Clinically defined by a chronic productive or mucus-producing cough on most days of the month for at least 3 months in at least 2 consecutive years, with no other identifiable cause
Affects 4%–5% of the U.S. population
A component of chronic obstructive pulmonary disease, which is the third leading cause of death in the United States and has a mortality rate of 50% at 10 years after diagnosis
Can lead to pulmonary hypertension and cor pulmonale
Can also cause death from respiratory failure due to severe disease, often with superimposed respiratory tract infection
Female dominant (male-to-female ratio = 1:2)

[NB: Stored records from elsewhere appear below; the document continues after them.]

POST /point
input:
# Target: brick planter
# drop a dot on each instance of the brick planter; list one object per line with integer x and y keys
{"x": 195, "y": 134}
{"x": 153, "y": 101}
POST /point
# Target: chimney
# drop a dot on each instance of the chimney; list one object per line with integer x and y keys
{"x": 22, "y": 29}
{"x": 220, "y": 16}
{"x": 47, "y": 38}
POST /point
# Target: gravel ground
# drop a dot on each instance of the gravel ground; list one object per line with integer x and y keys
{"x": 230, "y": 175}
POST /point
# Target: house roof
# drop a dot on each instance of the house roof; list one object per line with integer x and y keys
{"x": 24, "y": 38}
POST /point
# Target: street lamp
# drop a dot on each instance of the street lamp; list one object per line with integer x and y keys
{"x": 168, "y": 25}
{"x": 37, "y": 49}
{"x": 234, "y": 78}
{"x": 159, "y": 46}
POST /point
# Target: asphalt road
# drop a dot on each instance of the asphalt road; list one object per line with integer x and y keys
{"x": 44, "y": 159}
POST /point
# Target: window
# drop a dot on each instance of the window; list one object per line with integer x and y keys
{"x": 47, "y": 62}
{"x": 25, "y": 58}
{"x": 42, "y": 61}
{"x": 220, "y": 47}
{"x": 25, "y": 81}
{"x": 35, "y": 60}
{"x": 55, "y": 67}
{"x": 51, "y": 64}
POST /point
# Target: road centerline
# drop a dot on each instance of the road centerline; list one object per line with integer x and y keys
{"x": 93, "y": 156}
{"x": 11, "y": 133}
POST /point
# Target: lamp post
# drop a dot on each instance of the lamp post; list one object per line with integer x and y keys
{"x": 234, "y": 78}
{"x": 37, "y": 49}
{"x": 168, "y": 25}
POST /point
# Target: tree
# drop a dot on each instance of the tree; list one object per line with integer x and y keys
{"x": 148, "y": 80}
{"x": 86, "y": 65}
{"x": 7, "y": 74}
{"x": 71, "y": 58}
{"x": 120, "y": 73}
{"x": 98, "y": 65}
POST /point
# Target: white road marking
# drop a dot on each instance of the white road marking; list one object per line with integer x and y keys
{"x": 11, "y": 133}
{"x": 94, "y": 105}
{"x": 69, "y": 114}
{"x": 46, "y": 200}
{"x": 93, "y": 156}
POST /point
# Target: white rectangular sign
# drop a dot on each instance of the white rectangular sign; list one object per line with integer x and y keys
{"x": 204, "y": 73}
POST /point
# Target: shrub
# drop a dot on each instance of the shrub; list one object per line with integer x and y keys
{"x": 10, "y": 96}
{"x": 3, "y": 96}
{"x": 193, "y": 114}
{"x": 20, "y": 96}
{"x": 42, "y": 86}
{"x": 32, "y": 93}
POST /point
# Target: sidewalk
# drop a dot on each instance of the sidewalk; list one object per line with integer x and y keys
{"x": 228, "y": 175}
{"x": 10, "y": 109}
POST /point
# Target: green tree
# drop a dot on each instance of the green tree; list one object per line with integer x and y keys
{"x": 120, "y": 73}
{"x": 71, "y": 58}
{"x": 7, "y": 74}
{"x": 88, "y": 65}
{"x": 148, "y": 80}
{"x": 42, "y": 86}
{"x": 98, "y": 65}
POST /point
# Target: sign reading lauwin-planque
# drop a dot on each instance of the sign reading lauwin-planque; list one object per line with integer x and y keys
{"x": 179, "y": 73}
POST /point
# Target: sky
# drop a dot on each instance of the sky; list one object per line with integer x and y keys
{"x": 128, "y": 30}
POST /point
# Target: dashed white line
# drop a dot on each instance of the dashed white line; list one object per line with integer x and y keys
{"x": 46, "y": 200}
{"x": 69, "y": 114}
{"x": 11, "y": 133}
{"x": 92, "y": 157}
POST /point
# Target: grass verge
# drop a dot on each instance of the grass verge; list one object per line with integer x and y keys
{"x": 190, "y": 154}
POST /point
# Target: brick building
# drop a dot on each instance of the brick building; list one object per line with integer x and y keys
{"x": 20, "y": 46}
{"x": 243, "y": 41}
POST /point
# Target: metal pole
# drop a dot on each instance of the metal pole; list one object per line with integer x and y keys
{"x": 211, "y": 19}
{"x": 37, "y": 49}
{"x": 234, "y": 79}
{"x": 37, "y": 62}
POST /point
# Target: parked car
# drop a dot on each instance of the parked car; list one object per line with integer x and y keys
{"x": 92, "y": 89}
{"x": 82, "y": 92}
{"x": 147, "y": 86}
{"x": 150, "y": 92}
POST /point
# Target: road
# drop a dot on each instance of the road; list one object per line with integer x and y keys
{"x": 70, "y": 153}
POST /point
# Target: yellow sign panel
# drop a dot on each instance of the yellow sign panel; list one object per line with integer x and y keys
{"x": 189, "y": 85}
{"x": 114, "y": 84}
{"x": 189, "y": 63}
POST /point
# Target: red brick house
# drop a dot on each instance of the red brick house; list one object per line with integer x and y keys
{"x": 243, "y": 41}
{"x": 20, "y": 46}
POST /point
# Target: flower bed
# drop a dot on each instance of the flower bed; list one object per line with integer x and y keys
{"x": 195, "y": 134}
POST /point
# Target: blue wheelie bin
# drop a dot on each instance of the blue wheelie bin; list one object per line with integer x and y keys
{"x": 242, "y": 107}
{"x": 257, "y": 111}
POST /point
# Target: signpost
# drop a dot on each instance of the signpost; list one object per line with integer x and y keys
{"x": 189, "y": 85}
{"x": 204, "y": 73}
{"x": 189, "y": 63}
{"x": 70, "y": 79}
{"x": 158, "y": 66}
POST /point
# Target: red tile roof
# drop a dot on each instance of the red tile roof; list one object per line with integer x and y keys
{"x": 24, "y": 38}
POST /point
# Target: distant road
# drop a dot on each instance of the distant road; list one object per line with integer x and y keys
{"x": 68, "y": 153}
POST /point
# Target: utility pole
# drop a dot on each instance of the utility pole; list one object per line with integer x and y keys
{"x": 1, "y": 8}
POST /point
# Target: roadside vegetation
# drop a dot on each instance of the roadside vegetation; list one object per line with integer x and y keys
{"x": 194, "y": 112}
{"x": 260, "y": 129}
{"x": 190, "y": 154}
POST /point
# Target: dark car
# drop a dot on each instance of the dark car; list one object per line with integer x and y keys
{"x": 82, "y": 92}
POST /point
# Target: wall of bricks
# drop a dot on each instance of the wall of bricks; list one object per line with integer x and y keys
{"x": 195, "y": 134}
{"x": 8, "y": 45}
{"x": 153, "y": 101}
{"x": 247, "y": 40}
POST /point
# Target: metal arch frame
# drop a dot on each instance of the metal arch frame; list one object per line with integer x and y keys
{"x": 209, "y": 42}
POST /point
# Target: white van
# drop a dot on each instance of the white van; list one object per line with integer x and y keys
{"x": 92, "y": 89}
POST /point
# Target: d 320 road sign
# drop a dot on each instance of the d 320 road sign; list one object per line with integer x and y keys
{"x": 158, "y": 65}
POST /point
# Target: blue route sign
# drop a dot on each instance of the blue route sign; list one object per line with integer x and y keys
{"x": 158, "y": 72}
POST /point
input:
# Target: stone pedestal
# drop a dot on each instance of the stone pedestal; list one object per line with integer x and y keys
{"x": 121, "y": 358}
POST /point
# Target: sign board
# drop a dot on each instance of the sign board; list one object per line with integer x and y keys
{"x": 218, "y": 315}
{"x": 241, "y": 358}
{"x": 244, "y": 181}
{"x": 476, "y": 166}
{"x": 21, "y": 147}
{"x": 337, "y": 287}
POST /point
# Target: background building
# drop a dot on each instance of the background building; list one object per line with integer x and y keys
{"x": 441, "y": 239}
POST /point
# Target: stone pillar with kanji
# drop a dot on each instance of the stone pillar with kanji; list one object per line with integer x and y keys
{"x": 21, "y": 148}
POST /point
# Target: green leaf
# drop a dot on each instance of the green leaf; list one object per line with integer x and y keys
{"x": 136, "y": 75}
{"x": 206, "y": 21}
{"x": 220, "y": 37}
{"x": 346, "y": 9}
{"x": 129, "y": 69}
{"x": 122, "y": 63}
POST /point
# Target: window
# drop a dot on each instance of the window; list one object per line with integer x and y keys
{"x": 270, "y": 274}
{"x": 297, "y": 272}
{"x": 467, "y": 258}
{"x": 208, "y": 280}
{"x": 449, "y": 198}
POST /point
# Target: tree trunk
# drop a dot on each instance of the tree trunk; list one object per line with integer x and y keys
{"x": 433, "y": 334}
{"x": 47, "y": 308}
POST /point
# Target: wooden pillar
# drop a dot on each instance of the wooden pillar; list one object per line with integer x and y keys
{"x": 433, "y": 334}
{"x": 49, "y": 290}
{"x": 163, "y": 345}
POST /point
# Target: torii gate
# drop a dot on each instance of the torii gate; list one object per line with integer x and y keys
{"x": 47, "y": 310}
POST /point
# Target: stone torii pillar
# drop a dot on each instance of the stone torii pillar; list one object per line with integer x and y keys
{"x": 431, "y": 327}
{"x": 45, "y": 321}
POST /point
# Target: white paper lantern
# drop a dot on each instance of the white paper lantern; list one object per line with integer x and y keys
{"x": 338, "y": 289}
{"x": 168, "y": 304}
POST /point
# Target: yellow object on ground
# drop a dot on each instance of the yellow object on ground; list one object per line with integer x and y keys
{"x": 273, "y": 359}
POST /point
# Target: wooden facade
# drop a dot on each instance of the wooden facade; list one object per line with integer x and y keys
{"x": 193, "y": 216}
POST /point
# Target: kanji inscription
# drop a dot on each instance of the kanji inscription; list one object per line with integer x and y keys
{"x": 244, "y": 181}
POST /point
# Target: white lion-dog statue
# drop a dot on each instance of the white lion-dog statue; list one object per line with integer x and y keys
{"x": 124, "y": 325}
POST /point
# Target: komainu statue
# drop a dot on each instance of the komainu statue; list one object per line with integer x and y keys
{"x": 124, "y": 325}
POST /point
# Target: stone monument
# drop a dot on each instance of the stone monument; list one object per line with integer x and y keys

Most affected individuals are more than 45 years of age
Associated with smoking (more than 90%); exposure to dusts, fumes, or toxins; airway infections; allergic airway injury
Symptoms include cough with excessive sputum production, dyspnea
Superimposed respiratory tract infections are common and can be associated with worsening respiratory symptoms, fever, and chills
Spirometry: decreased FEV 1
With advancing disease, hypoxemia develops
Nonspecific but may show bronchial wall thickening
High long-term mortality with death related to respiratory failure from exacerbations and infections
Treatment strategies are geared toward reducing bronchial irritation and treating infections: smoking cessation, antibiotics for infections, bronchodilators, supplemental oxygen
Airways are filled with abundant mucus or mucopurulent secretions
Bronchial walls often appear thickened and the mucosal surfaces hyperemic
Abundant mucus in bronchial and bronchiolar lumens, with variable acute inflammation depending on the presence or absence of infection
Enlargement of the mucous glands in the bronchial wall
Increased bronchial goblet cells, goblet cell metaplasia of bronchioles
Chronic inflammatory infiltrates in the mucosa and submucosa of bronchi and bronchioles
Increased BALT in small airways
Submucosal and adventitial fibrosis in bronchi and bronchioles
Squamous metaplasia and reserve cell hyperplasia
Thickening of the bronchial basement membrane
Chronic bronchitis is defined by clinical manifestations of a chronic productive or mucus-producing cough on most days of the month for at least 3 months in at least 2 consecutive years, with no other identifiable cause. In the United States this disorder affects 4% to 5% of the population, most over the age of 45. Chronic bronchitis is associated with airflow obstruction, which is demonstrable by pulmonary function testing. It can occur as an isolated condition but is often associated with emphysema or asthma. Direct bronchial damage related to tobacco use, bacterial and viral infections, allergic injury, and environmental pollution have been implicated in its pathogenesis. Periodic symptomatic exacerbations are common and are usually precipitated by infections. Household air pollution (HAP) as a consequence of indoor combustion of solid biomass fuels for heat and cooking is associated with COPD and is a major global health problem. By comparison to tobacco smoke, HAP results in greater bronchial involvement and disproportionately affects women.
Radiologic studies often show bronchial wall thickening, but this finding is nonspecific.